東京ふうが48号/平成29年冬季新年号表紙絵「良多先生追悼号」

東京ふうが48号(平成28年冬季・新年号)

ふうが・ずいひつ 大相撲の行司と俳人

—良多先生 死亡三日前の論文(2月9日執筆)

高木良多

 大相撲会の元立行司・36代木村庄之助さんが引退にあたっての言葉に一に勘、二に敏速、三に気力であるということであるということが述べられている。(朝日新聞29・2・6・夕刊)
 庄之助さんは1948年生まれ、64年入門、井筒部屋に配属、85年十両格、95年幕内格、2006年三役格に昇進、08年に38代木村庄之助を襲名、2013年定年退職されたという立派な経歴の持主で、実に半世紀を大相撲会の行司という職務に勤務という記事が書かれてあった。
 大相撲の行司と俳句の世界とは何の関係も無いように思われるが木村庄之助さんの50年間の心情として守られてきた「一に勘、二に敏速、三に気力」という心構えがわが俳句界にもどこか通ずるものがあるように思われたことがこの一文を草した所以である。

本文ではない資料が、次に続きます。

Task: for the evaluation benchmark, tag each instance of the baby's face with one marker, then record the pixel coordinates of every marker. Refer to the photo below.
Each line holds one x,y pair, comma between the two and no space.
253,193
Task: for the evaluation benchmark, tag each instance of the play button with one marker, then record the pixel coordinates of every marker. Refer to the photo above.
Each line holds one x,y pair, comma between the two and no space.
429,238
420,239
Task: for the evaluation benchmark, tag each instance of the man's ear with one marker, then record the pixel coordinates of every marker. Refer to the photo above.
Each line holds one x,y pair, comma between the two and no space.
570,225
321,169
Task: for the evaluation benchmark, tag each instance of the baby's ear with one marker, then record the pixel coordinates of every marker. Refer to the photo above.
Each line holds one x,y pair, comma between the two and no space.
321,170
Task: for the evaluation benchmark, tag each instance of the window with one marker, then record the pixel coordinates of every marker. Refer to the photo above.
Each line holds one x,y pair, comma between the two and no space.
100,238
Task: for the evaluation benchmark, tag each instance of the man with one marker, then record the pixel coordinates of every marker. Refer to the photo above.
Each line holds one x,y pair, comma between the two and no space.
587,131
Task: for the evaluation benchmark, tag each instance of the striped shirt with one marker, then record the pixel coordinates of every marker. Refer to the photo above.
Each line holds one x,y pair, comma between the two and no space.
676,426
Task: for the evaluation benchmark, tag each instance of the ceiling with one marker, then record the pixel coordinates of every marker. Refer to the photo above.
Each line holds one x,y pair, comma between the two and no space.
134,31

 俳句作りの方法は先ず、写生という方法を基礎におくべきである。その上に作者の見た発見又はおどろきということを置くということを教えられてきた。
 つまり一に写生という方法を基礎に置き、二に発見、三におどろきというような事実を表現すべきであるということである。
 この理論をまとめあげてきたのは、「風」の指導者沢木欣一先生であったのである。
 沢木先生はこの理論構成を作りあげるために長い年月をかけ実践のための努力を傾注してきたのである。
 俳句作りの構成の上で先ず写生という方法を打ち樹てたのは明治俳壇の先駆者・正岡子規によるものであるが、その上に「おどろき」と「発見」という方法を積み上げてきた構成の理論を打ち樹ててきたのはその後の多くの俳論家たちの努力の積み上げによるものである。
 他方、俳句作家の指導者の中から「俳句作りの方法」につき「写生プラス抒情」という方法につき指導している作家もあるとうかがってきたが、抒情という方法のことになると写生とは相容れない短歌的発想の根源になるということであろう。俳句作りの上では正攻法とは相容れない方法であろう。
 一考を要すべきところであろうと思える。